Versos 132-142

'Amanhã
Vou cedo a cerimônia, ao vale de Quirino.'
'O que celebram?' 'O quê? Põe véu meu amigo,
Muitos não convidou.' Se eu vivo mais, farão,
Farão às claras, pedirão que conste em ata.
Nesse ínterim, tormento enorme aflige as noivas
Pois não podem parir e assim prender marido.
O bom é que nenhum poder da alma no corpo
Concede a natureza e estéreis também morrem.
Não serve Lide inchada co' a caixa de unguento
Nem serve dar as mãos a luperco ligeiro.

]‘Officium cras
primo sole mihi peragendum in valle Quirini.’
‘quae causa officii?’ ‘quid quaeris? nubit amicus
nec multos adhibet.’ liceat modo vivere, fient, 135
fient ista palam, cupient et in acta referri,
interea tormentum ingens nubentibus haeret
quod nequeant parere et partu retinere maritos,
sed melius, quod nil animis in corpora iuris
natura indulget: steriles moriuntur, et illis. 140
turgida non prodest condita pyxide Lyde,
nec prodest agili palmas praebere luperco.
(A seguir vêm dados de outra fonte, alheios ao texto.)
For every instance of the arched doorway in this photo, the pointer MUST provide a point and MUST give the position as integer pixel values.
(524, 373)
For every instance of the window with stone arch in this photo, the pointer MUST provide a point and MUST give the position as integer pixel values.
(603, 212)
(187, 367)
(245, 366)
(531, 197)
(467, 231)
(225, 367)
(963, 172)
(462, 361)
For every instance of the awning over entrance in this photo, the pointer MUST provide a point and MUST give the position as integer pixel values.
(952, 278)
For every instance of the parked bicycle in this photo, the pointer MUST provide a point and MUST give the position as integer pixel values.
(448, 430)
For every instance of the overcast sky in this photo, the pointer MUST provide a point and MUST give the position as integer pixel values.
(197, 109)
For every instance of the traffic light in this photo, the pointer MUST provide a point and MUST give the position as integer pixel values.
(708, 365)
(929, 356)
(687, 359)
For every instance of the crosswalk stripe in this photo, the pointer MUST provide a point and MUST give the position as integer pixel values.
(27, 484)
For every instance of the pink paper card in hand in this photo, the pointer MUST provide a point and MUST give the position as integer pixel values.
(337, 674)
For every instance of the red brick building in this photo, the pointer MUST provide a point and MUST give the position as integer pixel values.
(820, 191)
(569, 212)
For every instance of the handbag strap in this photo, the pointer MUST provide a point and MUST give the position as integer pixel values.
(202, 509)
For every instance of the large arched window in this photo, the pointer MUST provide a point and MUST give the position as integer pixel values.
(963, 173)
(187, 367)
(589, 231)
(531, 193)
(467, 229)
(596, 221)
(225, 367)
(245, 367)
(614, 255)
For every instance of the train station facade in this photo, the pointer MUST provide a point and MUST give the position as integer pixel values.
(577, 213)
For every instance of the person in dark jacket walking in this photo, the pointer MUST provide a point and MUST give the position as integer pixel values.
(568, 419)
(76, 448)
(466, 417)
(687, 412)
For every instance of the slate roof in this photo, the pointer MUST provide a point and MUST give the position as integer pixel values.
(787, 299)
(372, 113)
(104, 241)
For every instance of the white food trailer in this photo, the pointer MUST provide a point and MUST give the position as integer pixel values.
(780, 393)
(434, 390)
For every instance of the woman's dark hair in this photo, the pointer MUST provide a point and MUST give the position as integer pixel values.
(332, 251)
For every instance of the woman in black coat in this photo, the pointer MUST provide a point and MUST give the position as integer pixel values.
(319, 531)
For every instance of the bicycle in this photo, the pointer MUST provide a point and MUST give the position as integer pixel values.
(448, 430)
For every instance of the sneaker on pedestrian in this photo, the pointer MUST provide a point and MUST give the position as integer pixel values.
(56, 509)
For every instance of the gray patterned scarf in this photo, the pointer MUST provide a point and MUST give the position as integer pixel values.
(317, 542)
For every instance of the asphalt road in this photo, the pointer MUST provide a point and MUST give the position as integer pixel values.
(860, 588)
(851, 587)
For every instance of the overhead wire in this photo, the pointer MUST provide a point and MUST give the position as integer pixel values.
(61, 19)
Nessa parte, Juvenal faz um vaticínio. A disposição do texto pode confundir o leitor: primeiro ele nos mostra um diálogo hipotético, em que um dos falantes conta de uma cerimônia pequena à qual irá, aos pés do Quirinal, em que um amigo se casará de noiva (sabe-se que o amigo está se transvestindo pois o verbo nubit, em latim, é exclusivo das mulheres; homens, casando, diriam uxorem duco). Só depois vem o vaticínio: se nós vivermos um pouco mais, ouviremos abertamente esse tipo de fala, e ainda mais, o encorajamento de que estes noivos começassem a desejar o registro legal dessas bodas.
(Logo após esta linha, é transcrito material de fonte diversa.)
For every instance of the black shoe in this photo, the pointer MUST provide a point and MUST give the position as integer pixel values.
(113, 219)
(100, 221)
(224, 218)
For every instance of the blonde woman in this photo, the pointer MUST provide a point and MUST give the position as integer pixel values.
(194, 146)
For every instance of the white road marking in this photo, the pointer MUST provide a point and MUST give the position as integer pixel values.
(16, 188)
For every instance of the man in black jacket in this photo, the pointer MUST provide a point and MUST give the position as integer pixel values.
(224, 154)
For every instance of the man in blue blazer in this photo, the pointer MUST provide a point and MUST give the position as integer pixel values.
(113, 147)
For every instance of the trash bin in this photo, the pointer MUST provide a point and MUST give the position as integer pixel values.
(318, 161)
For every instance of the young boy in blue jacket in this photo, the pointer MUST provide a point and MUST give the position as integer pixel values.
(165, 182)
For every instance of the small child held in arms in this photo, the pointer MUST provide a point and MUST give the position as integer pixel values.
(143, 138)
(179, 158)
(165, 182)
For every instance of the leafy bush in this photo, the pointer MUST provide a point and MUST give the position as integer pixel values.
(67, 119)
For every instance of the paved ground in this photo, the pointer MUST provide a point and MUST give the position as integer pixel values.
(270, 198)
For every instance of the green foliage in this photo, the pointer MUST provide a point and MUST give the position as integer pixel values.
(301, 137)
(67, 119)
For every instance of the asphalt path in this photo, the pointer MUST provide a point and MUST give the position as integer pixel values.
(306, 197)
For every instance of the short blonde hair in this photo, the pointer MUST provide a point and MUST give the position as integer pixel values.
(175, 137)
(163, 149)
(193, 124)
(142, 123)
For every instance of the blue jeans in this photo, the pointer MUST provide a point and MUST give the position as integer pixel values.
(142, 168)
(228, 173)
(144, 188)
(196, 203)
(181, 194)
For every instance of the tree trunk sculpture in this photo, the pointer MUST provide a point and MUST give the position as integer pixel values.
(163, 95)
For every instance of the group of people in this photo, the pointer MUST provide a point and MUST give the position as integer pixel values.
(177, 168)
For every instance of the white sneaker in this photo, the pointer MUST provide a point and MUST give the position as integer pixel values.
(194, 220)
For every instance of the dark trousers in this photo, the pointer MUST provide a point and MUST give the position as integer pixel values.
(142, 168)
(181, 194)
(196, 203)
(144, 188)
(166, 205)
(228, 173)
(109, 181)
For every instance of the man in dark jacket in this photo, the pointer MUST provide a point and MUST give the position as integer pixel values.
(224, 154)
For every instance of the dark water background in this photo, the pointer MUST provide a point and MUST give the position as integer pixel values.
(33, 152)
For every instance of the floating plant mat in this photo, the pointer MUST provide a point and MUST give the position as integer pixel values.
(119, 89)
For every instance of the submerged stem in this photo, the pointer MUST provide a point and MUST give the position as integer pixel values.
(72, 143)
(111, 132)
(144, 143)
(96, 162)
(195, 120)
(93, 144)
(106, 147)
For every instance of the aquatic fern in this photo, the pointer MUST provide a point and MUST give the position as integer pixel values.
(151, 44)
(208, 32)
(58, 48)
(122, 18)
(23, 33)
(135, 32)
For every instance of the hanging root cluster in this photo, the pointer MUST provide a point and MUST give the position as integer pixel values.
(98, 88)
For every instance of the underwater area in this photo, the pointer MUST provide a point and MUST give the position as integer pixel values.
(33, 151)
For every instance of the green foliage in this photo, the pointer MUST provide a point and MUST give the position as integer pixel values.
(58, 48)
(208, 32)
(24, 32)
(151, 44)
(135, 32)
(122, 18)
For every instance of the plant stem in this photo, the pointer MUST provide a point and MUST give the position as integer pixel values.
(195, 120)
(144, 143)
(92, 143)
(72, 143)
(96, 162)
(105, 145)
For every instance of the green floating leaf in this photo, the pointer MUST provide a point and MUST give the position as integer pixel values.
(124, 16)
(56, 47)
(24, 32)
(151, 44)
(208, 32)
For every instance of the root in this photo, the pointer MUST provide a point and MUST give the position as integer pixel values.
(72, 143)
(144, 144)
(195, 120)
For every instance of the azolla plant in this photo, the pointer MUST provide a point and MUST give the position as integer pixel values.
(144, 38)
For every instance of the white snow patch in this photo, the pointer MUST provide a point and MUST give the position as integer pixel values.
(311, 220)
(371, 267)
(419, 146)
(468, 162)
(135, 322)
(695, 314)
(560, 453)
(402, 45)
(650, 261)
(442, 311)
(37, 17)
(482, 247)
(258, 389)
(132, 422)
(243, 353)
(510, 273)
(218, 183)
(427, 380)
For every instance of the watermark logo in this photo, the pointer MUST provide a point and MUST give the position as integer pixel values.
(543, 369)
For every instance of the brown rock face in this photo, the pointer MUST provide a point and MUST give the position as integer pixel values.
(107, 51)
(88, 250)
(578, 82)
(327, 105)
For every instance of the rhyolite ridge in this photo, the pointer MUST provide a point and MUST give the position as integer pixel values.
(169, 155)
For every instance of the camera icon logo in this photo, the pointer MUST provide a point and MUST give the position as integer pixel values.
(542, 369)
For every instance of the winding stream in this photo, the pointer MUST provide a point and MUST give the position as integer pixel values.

O vaticínio de Juvenal, cujo equívoco poderia ser apontado pelos que ainda estamos lutando por criar ou assegurar esses direitos dois milênios depois, levanta a questão do tipo de olhar que devemos impor a essa cena: devemos supor uma invectiva real a um comportamento que o poeta percebe como nascente e em ascensão, ou entender a imagem como uma estética do absurdo, em que o poeta carrega as tintas em seu quadro, e faz uso de uma hipérbole para amplificar a percepção do vício atacado no poema?

Minha sugestão é a interpretação no meio do caminho: o grotesco é um procedimento favorito no gênero satírico, e uma invectiva que atinge igualmente a hipocrisia e o efeminamento de indivíduos se beneficiaria da visão de um sacerdote de Marte que troca o escudo por um véu de noiva. Mas ao mesmo tempo, não se deve excluir que uma ampla revisão (ou mesmo crise, é termo que não me agrada, mas que já foi usado para tratar desse período) de valores estivesse em andamento, e igualmente estivessem sendo contestados a sexualidade tradicional, por um lado, e a tolerância aos vícios alheios, pelo outro. O poema é pouco tempo anterior ao imperador Adriano, que ao largar Roma para viver com o jovem Antínoo, rejeita igualmente a moral que o impediria de viver esse amor abertamente e a forma como a cidade vive.

O quadro de um futuro em que essas uniões sejam possíveis traz uma nova preocupação às noivas: a estabilidade do casamento, que o poeta com ironia atribui aos filhos, está vedada a elas.

Os versos seguintes exploram essa questão. Muito ironicamente, inverte-se a máxima platônica de que a mente rege o corpo, já que a natureza impede que o desejo de ter filhos seja satisfeito por essas noivas. Métodos tradicionalmente utilizados por mulheres medo terão serventia, tais como as curandeiras com suas caixas de medicamentos ou a Luperco.

Esse deus, manifestação de Fauno enquanto protetor dos lobos, estava associado a um rito de fertilidade antiquíssimo, relatado por Ovídio no livro 2 dos Fastos. O escoliasta antigo de Juvenal entende que dar as mãos ao Luperco fosse parte de um ritual em que as mãos fossem dadas para a flagelação, como no exemplo ovidiano, ou que as mãos fossem dadas como parte de uma procissão.